You are too kind to M$ and Apple ...
> Also from SIL is CELLAR,
SIL also has KIMMO and PC-PATR or some such, which work in Unix IIRC.
But they do different things than you propose.
> The language of development is Python, the back-end any SQL database.
> The current implementation of the back-end is on MySQL, but
> PostgresSQL, Oracle, Sybase, DB2, mSQL or Ingres should work too, as
> long as there is a standard Python DB interface available. Two separate
> interfaces are intended: a web-server based interface and a graphical
> interface for the Unix KDE desktop. A modular design will facilitate
> the development of other interface components.
Postgres database and web interface (CGI?) are good!
Anyone can install RedHat Linux to get these automatically.
Your software can be packaged in an RPM for easy installation.
> Linguists can use Python to add their own modules to Kura.

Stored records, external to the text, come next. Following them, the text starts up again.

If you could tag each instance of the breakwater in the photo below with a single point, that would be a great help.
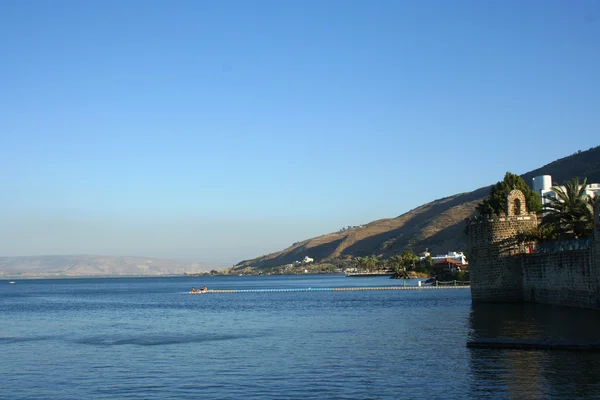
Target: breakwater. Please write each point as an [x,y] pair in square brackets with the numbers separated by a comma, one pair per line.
[349,289]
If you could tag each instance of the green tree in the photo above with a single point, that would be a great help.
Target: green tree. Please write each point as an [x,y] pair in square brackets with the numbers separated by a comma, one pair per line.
[395,263]
[495,203]
[409,259]
[571,213]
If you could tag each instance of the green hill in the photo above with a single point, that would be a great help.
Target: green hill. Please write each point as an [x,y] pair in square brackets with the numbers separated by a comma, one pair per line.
[438,225]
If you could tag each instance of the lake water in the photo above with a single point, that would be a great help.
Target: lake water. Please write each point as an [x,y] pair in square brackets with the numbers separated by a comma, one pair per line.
[147,338]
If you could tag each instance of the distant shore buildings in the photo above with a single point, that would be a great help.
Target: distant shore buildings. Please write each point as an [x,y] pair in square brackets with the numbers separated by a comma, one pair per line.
[542,185]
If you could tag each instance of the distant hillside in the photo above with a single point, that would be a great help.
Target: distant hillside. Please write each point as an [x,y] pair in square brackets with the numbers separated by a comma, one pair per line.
[87,265]
[438,225]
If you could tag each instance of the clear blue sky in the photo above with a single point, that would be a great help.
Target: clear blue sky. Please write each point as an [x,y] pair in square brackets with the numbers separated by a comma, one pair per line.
[218,131]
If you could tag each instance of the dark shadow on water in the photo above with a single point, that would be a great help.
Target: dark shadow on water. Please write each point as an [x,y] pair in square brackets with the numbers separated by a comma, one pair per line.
[155,340]
[504,373]
[7,340]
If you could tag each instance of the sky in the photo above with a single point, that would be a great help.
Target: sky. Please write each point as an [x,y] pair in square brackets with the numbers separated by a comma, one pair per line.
[217,131]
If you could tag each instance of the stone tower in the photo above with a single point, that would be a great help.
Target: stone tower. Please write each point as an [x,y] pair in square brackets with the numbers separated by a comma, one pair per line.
[495,266]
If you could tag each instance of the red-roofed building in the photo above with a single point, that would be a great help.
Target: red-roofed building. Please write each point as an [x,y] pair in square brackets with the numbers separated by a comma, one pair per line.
[448,266]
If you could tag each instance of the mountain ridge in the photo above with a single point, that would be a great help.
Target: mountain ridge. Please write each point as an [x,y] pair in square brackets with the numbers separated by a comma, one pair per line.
[95,265]
[437,225]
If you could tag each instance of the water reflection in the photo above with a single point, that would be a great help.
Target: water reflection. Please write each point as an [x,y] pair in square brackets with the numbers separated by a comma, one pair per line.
[534,373]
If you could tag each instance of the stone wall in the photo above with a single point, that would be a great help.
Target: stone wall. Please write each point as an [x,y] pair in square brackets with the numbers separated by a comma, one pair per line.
[501,273]
[568,278]
[495,271]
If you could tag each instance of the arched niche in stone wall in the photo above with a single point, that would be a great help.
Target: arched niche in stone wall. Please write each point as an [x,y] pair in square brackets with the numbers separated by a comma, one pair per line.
[515,203]
[597,214]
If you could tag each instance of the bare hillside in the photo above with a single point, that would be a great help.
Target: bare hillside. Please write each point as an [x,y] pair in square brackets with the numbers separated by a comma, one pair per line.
[438,225]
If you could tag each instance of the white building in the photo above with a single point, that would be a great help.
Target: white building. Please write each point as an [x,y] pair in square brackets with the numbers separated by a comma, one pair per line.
[543,186]
[451,255]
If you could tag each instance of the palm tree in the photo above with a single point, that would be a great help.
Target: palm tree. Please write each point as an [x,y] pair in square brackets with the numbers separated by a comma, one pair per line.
[570,212]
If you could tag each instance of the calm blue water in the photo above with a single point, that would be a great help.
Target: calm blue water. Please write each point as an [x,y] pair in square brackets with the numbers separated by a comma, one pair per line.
[147,338]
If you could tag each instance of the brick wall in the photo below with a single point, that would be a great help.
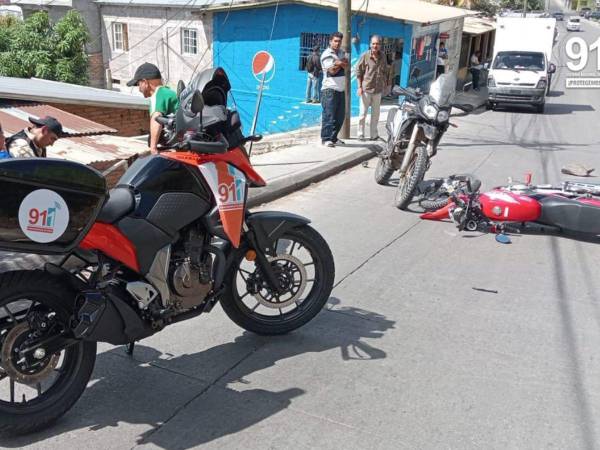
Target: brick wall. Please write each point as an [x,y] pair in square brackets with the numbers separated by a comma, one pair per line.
[96,70]
[127,122]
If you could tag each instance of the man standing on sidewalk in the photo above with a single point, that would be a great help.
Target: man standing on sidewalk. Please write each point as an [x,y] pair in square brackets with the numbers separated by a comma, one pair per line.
[313,82]
[334,63]
[371,74]
[163,100]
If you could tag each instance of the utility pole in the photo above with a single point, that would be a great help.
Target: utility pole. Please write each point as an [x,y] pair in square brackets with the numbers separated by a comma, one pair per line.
[344,25]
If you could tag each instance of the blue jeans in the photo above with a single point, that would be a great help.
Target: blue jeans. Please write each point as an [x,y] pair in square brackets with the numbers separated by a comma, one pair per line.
[334,108]
[313,87]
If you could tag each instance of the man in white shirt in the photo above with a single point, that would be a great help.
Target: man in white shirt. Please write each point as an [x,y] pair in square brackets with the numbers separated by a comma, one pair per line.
[32,142]
[334,63]
[476,69]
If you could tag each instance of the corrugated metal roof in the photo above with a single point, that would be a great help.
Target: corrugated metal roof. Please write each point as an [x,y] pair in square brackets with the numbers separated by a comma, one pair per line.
[67,3]
[89,149]
[165,3]
[478,25]
[15,118]
[38,90]
[415,11]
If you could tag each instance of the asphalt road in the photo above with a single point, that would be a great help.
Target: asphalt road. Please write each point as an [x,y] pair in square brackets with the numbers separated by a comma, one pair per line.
[431,339]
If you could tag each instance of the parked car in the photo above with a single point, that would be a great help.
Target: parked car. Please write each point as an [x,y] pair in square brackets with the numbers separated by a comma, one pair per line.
[574,24]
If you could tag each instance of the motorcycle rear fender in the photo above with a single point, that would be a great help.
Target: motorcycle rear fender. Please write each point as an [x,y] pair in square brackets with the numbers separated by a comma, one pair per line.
[268,226]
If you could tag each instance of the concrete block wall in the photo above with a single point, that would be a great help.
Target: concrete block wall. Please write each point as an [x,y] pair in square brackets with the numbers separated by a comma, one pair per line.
[128,122]
[154,35]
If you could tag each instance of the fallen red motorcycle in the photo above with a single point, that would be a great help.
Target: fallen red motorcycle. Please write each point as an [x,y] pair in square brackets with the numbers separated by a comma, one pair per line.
[571,209]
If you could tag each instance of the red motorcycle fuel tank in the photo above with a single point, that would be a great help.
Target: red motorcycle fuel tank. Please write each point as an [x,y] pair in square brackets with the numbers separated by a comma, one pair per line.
[505,206]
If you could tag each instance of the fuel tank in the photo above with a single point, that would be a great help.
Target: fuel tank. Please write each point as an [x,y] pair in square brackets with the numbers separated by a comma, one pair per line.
[505,206]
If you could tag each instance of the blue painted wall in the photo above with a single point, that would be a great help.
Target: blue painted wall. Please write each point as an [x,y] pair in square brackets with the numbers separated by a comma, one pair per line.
[239,35]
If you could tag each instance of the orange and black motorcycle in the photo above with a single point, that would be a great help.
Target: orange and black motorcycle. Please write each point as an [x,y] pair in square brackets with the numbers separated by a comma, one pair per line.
[167,244]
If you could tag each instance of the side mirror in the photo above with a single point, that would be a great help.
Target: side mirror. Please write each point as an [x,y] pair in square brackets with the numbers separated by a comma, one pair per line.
[180,88]
[197,103]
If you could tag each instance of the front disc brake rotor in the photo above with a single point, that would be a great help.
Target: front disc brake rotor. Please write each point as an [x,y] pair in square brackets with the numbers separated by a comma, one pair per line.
[20,369]
[285,275]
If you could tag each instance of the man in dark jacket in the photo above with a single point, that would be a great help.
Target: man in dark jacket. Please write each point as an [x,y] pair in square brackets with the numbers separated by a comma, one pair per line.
[32,141]
[313,83]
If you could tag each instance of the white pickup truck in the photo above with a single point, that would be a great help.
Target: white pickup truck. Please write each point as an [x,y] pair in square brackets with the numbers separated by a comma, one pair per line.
[521,70]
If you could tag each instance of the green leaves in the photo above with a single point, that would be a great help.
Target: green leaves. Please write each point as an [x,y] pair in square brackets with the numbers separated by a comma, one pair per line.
[37,48]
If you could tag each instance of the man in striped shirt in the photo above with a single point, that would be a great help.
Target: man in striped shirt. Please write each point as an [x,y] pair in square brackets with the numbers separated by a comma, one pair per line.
[334,63]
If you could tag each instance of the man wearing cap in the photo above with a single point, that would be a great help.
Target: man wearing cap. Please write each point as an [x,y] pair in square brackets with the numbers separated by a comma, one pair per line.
[163,100]
[32,141]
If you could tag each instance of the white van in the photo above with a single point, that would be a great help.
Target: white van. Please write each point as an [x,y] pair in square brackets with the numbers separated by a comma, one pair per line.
[574,24]
[521,71]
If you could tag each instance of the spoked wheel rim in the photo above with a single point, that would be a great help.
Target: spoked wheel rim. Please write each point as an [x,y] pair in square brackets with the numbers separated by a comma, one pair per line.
[298,270]
[28,383]
[403,180]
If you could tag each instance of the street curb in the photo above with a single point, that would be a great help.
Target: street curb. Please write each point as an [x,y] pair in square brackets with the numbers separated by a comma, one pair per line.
[285,185]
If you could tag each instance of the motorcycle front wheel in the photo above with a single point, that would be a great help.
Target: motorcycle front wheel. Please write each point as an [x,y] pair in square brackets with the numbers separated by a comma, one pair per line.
[407,184]
[37,389]
[305,269]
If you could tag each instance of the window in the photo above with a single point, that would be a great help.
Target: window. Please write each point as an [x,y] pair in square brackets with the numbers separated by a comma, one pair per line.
[189,41]
[307,42]
[120,37]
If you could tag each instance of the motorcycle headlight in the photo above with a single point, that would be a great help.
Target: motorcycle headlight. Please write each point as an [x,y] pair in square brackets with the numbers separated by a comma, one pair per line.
[430,111]
[443,116]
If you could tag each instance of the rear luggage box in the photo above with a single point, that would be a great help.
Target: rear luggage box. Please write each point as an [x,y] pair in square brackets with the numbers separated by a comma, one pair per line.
[47,206]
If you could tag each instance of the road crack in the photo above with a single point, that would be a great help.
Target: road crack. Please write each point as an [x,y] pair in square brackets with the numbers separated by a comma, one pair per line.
[150,433]
[366,261]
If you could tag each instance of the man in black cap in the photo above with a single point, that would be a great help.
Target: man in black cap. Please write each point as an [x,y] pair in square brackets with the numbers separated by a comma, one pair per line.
[163,100]
[32,141]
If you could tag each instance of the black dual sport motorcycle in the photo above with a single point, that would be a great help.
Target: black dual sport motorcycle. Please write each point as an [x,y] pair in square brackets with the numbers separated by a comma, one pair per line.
[172,240]
[414,131]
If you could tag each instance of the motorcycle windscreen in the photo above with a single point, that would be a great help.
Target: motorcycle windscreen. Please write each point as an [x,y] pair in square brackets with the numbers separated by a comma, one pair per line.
[228,185]
[442,90]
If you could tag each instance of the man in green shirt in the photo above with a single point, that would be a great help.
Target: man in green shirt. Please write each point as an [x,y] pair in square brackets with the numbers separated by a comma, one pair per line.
[163,100]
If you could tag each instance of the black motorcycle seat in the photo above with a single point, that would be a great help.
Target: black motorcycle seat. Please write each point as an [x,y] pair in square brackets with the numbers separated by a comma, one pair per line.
[570,215]
[120,203]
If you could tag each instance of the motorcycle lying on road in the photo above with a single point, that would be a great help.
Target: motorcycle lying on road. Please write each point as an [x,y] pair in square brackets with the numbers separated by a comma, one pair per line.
[572,209]
[414,131]
[173,239]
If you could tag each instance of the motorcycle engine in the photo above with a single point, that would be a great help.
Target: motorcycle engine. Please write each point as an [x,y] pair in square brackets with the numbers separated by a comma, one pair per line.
[190,275]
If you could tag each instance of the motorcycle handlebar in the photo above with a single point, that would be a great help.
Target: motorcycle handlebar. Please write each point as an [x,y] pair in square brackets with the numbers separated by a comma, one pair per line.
[165,121]
[465,108]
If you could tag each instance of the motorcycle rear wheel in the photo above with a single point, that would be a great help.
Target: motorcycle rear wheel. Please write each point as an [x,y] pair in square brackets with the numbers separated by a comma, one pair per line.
[383,171]
[56,380]
[407,185]
[303,263]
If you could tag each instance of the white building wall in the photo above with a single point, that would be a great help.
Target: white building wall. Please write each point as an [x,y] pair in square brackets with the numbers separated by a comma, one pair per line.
[154,35]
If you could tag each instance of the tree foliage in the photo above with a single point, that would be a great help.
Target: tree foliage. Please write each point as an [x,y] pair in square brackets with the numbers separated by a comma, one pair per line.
[37,48]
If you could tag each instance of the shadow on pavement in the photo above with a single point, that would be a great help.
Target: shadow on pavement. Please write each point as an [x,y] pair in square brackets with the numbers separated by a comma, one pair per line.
[125,390]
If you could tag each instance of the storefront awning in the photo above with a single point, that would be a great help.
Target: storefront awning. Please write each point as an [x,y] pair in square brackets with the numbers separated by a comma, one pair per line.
[478,25]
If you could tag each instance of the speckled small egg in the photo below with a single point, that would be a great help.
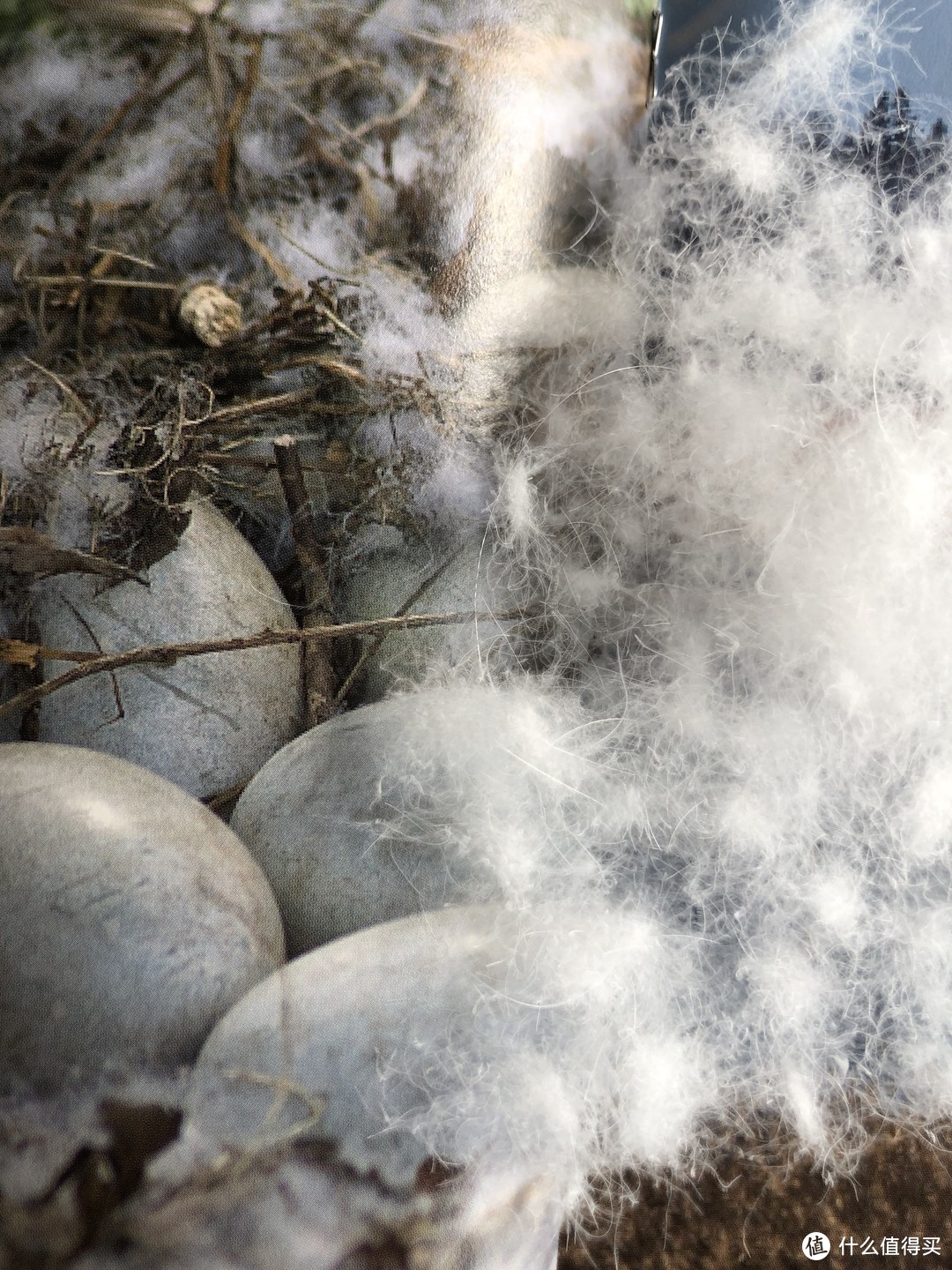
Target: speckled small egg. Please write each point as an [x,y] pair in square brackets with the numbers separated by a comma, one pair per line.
[317,818]
[131,918]
[208,721]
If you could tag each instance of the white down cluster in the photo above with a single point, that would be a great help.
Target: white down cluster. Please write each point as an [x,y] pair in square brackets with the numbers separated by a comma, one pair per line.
[709,776]
[724,805]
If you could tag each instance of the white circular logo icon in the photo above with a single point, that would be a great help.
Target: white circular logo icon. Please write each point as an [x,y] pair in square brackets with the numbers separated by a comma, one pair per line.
[816,1246]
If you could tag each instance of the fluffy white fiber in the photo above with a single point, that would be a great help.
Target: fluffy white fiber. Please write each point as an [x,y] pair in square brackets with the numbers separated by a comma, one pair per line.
[712,773]
[723,803]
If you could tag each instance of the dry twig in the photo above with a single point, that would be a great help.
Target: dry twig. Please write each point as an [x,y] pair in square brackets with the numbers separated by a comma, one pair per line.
[319,675]
[167,654]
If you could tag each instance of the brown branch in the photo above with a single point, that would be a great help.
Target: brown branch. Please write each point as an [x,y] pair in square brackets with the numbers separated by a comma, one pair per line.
[143,95]
[319,675]
[377,641]
[167,654]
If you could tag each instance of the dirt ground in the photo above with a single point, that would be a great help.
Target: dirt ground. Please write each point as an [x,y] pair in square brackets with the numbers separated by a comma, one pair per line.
[758,1215]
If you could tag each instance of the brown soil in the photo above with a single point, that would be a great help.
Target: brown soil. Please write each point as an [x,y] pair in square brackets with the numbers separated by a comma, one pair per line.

I fail to suppress my Perl preference here ...
> Unicode support will be an essential feature of
> the finished application.
Agreed. So it's python + qt ...
> Functions
>
> * The administration of recordings
> * The administration of scanned manuscript data
> * The entering and administration of transcribed data, aided by the
> recorded and scanned data.
> * The semi-automated morphological and phonological analysis of
> transcribed data, with reference to the underlying recorded and
> scanned data.
> * The entering and administration of general linguistical notes,
> related to analysed data.
> * The production of interlinear texts in XML, HTML and plaintext
> formats.
> * The production of bilingual lexicons, etymologies and comparative
> lexicons.
> * The querying of analysed data for phonological, morphological,
> syntactical and lexical phenomena, within and across languages.
> * The administration of attributions and references to work within
> and outside the application.
>
> Entities
>
> * Administrative Entities
> + Language
> + Linguist
> + Project
> * Language Data
> + Sound files
> + Graphics files
> + textual (transcribed data).
> * Phonetic data
> * Lexical data
> * Structural (grammatical) data
I am totally lost in wonder. It looks like several man-years of work,
and of a highly specialized linguistic variety.
> Lawler, John M. and Helen Aristar Dry. 1998. Using Computers in
> Linguistics. Routledge.
Any chance of getting J.L. involved directly?